In the normal course of events, property which is held under a joint tenancy is subject to the rule of survivorship, meaning that the last surviving joint tenant becomes automatically entitled to the property absolutely.

It is a “last man standing” rule.

Therefore, a strict application of the rule of survivorship would have, upon the death of Ms Cawley, vested all of the jointly owned property in Lillis, with the result that he would obtain a substantial windfall from the unlawful killing.

This position was manifestly at odds with the rule at common law that no man should profit, or be unjustly enriched, from his crime.
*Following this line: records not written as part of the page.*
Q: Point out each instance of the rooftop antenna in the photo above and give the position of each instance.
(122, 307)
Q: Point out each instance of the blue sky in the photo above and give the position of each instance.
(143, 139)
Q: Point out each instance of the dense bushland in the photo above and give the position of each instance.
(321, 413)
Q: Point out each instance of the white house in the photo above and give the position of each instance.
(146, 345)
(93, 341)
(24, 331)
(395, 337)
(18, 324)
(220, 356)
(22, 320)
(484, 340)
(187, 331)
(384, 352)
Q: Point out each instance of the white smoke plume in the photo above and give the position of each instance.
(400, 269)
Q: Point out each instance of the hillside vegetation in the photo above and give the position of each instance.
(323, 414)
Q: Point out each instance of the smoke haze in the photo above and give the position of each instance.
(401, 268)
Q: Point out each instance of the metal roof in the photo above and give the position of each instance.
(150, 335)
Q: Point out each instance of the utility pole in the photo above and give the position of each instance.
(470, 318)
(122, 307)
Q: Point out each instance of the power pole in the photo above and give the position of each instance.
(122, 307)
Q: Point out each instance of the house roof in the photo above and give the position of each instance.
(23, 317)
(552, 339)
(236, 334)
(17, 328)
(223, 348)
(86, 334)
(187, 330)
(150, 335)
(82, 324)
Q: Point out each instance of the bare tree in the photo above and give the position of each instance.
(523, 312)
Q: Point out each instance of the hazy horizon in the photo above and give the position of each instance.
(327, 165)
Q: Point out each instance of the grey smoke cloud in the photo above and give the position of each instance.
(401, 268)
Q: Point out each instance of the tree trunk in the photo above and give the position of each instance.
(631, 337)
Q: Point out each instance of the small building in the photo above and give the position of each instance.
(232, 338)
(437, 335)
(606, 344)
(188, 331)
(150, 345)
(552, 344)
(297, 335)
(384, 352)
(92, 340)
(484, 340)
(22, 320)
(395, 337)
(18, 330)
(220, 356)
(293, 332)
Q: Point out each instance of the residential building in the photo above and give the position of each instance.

The question as to whether Lillis could benefit from the rule of survivorship exposed a gaping hole in the certainty of the law in this area. The chief cause of this uncertainty was the fact that the principal piece of legislation which governed succession and the inheritability of property in Ireland, the Succession Act 1965, did not make any provision for the transfer of jointly-owned property in cases of unlawful killing. The legislation was silent in terms of identifying who should acquire the jointly-owned property in circumstances where one joint tenant unlawfully kills the other joint tenant.

Thus, the Lillis conviction raised an important question as to whether a convicted killer could use the survivorship rule to acquire all of the jointly owned property for himself?

To many, including the family of Ms Cawley, it seemed patently unjust to allow the survivorship rule to be abused in this manner.

And so the Cawley v Lillis litigation was born.

In this case, Ms Cawley’s personal representatives applied to the High Court for a modification of the survivorship rule in relation to the jointly-owned property on the basis that Lillis ought not to benefit from his own crime.

The case came before the High Court in 2011 where, ultimately, Ms Justice Mary Laffoy ruled that the right of survivorship operated such that legal title to the jointly-owned property vested in Lillis, but that he held Ms Cawley’s share on trust for her estate. The net effect of the imposition of a trust was that Lillis was deemed to be entitled to half of the jointly-owned property, with Ms Cawley’s share accruing to her estate.

Thus, the survivorship rule was modified by the court in order to prevent Lillis from acquiring Ms Cawley’s share of the jointly-owned property.

The case is important because it highlighted a lacuna in the law relating to the transfer of property interests in cases of unlawful killing.

There was no legislation which could guide the court in this case. Rather, the case put the court in the tricky position of trying to ‘square’ or reconcile the rule of survivorship with the principle that no person should profit, or be unjustly enriched, from his crime.

The Cawley v Lillis litigation demonstrated the acute need for the Oireachtas to legislate to close off this lacuna and to introduce certainty into the law. Unlawful killing is one of the most heinous and tragic crimes. A gap in our succession law only serves to compound further the enormity and trauma which is occasioned by an unlawful killing.

The Cawley v Lillis property dispute was heard in late 2011 and Ms Justice Mary Laffoy explicitly cited the need for legislation on this matter.

Almost four years have elapsed without a legislative response.

This is unacceptable. Any new legislative provision must strike the appropriate balance between two competing legal principles: the killer’s constitutional property rights, which are protected in Articles 40.3 and 43.2 of the Constitution, and the fundamental common law rule that a person should not benefit from his own crime.

Achieving this balance will not be straightforward, but the Oireachtas should not shy away from this task merely because it involves a delicate and complex balancing of rights.

Difficulty does not excuse legislative inertia.

Miriam Keane is a PhD candidate at the Sutherland School of Law UCD and an Irish Research Council Doctoral Scholar. The views expressed are her own.